Nous ne pouvons que regretter cette volte-face qui témoigne de la volonté du pouvoir exécutif de garder la main mise sur l’exercice des libertés de communication. C’est aussi un reniement manifeste des opinions corporatistes et syndicales dans le choix de ceux-là qui doivent décider et réguler la liberté de communication en leurs lieux et places. Nous pouvons aussi émettre légitimement une réserve quand à l’indépendance et à l’impartialité des membres du conseil dont le mandat reste renouvelable une fois (article 8). Cette brèche est susceptible d’altérer leur impartialité et leur indépendance, car l’espérance de voir son mandat renouvelé peut mettre le conseiller sous pression. Ce dernier sera tenté de se contenter de plaire à l’autorité qui l’a nommé au lieu de faire montre d’audace et d’objectivité pour faire respecter le droit et défendre les libertés dont le Conseil, par sa voix, est le garant. Une réforme prenant en compte les opinions des différents corps professionnels de la communication dans le choix de leur représentant au conseil est souhaitable, de même que la limitation du mandat à un seul non renouvelable.

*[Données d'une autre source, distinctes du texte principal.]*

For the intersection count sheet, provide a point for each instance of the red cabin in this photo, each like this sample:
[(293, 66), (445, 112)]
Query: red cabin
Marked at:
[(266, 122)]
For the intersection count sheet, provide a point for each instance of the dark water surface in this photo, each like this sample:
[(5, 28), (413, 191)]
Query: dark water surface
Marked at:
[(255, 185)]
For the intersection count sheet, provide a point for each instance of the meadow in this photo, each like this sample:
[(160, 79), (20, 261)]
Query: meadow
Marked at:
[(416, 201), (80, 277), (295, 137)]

Tels sont les forces et les faiblesses du nouveau code de droit canonique de la communication que Mgr Joseph Befe Ateba est appelé à faire respecter. Il dispose, à cet effet, de suffisamment de pouvoirs lui autorisant à donner les coups de « crosse » aux mauvais élèves et à prononcer l’excommunication des impies et des pervertis. Espérons aussi qu’il saura user du talent d’orateur emphatique qu’on lui connaît pour affronter les hommes de pouvoir en leur rappelant le devoir de dire la vérité qui est la véritable garantie de la liberté ; tel que nous dit le Christ dans l’évangile de Jean : « vous connaîtrez la vérité et la vérité vous rendra libre. ». L’exercice du droit fondamental de la liberté de communication ne prend tout son sens que lorsqu’il promeut la vérité et rien que la vérité, sans hyperbole ni diluant. Tout en gardant à l’esprit que « toute vérité n’est pas toujours bonne à dire ».